7 横浜への電話

文字数 4,978文字

 マンションに帰って、リビングダイニングに入った芹沢は、キッチンカウンターにキーケースを置くと、続けてジャケットのポケットから財布とスマートフォンを取り出して置いた。そしてスマホのロック画面に電話とメールの着信を告げる通知が表示されているのを見て、短いため息をついた。
 誰からのものか、おおよその想像はついた。けれどもすぐには確かめようとはしなかった。シャツのボタンを外しながらキッチンに入り、冷蔵庫から缶ビールを取り出した。プルタブを開け、一口飲むとそばの壁のパネルを操作して風呂の湯を溜めた。そしてカウンターに戻ると面倒臭そうにスマホを取って画面を操作し、耳に当てながらリビングのソファに身体を預けた。
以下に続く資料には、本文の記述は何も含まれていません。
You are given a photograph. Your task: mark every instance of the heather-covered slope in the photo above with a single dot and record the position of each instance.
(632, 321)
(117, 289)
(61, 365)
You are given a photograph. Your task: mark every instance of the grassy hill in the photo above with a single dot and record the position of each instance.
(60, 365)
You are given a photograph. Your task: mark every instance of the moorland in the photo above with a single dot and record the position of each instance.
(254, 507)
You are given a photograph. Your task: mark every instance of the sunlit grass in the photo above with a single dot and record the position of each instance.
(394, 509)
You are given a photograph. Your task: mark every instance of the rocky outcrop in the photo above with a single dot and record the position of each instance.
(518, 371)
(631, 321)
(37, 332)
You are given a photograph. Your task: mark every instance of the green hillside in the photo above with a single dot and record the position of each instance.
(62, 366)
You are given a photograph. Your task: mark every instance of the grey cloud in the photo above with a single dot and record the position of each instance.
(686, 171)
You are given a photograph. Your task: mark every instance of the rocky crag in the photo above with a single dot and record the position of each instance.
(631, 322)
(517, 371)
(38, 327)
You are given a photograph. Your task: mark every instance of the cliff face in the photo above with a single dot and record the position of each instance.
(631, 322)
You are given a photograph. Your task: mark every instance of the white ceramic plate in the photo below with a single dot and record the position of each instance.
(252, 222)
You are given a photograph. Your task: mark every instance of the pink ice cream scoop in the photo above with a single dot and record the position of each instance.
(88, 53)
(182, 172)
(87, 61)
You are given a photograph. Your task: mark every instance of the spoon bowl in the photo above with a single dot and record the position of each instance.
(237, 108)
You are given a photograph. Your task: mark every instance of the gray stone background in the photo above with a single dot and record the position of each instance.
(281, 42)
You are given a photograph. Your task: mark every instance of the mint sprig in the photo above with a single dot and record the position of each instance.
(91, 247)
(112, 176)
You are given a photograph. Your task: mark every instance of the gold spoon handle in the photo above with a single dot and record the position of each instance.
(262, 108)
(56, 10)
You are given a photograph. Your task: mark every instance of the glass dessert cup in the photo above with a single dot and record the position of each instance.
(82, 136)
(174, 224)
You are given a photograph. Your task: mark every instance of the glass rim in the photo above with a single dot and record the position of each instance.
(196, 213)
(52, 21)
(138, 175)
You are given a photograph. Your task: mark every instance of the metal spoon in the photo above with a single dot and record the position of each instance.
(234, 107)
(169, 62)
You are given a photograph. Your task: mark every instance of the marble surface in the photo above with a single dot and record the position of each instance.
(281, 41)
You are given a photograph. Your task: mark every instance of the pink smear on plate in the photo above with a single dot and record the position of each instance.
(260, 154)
 留守番電話のメッセージは二件入っていた。一件目は彼の数多い女友達の一人からで、十日ほど前に会ったとき、数日中に連絡すると言った彼の言葉を覚えていて、約束を守らない彼にしびれを切らして掛けてきたのだった。
《――貴志クンたら、また遊びまくってるんでしょ――》
 と言う、妬きもち半分、冷やかし半分の彼女の言葉は、今回ばかりは外れていた。仕事に追われ、それどころではなかったのだ。
 そういえば、この電話の彼女と行った堂島のレストランで、今日の空き巣の被害者である辻野仁美に会ったのだった。隠れて煙草を喫まなければならない相手なんかと付き合うなと言いながら、自分もあのとき、連れていて見栄えがするというだけの理由で誘った女性と一緒にいた。そのことを言い訳するつもりはないが、ただ、自分に酌量を求める理由があるとすれば、自分もこの電話の彼女も、決して望み通りの未来を掴むために計算ずくで付き合おうという類いのものではないということだ。それぞれに本命の相手がいるのを知っているし、そこへ割り込んでいくつもりなど毛頭ない。つまりは遊び、軽いノリと言うやつで、一般的な常識からすると非難される行為ではあるだろうが、お互いがそれを承知なのだから何も悪くはないと彼は考えていた(ところが、それぞれの相手が承知かどうかまで考慮していないところに大きな落ち度があるのを彼はスルーしている。身勝手である)。彼の考えによると、許されざる行為というのはむしろ、片方が本気なのを知っていて、もう片方が遊びでその相手と付き合うことらしい。鍋島は辻野仁美が喫煙を隠して男と付き合っていて、あわやその秘密を暴くような行為にでた芹沢に対して気分を害したのだろうと推理した。そしてそれは、彼女が結婚というものを頭に置いて自分の年齢を考えた場合、ごく自然に沸いてくる感情であるかのようにも彼は言っていた。はたして、真意のほどは辻野仁美に訊いてみないと分からないが、もしも鍋島の言う通りだとすれば、それこそナンセンスだと彼は思った。自分の人生設計を描くのは自由だが、それを実現させることを最終目的に男と付き合う女は大嫌いだ。本末転倒も甚だしい。そのための我慢なんて、そんなものは何の評価も受けるべきではないとも思った。結婚だけを目的に煙草を我慢する女性より、やめられないものは仕方がないと、堂々と吸う女性の方が、彼はずっと好きだった。ましてや三十歳という歳など、ただの年齢以外に何の意味もないことだ。
 けれども、芹沢は一方で、自分のように恋人と言うべき相手がいながら、他の女性との軽い付き合いをやめられないことを堂々と非難する鍋島の考えも認めていた。本人の言うように、彼は極めて常識的で硬派とも言える男だ。そういう人間は珍しくはないが、芹沢が鍋島を評価するのは、彼の場合本人が常に自然体で、作為的なものがまるで感じられないことだ。おまけにその一方ではどうしようもなく優柔不断で、およそ硬派とは程遠い。そこがひどく人間臭くて、だからこそ彼が、初めて見たときには言葉を失うほどの美人で、その上とびきり頭の切れる女性――しかも普通なら恋愛には発展しにくいと言われる九年来の親友だ――の心を射止め、周囲で見ている者たちが気恥ずかしくなるほどのお熱い恋愛の末に、このたび結婚の運びとなったのだと芹沢は確信していた。およそ自分には一生かかっても出来ないであろう芸当を、いとも自然にやってのけた鍋島に対して、彼はその点では一目置いていた。
 そんな鍋島が彼に言った。おまえにも、好むと好まざるとに関わらず、世間の常識を突き付けられるときが来ると。しかも、そう遠くはない将来に――。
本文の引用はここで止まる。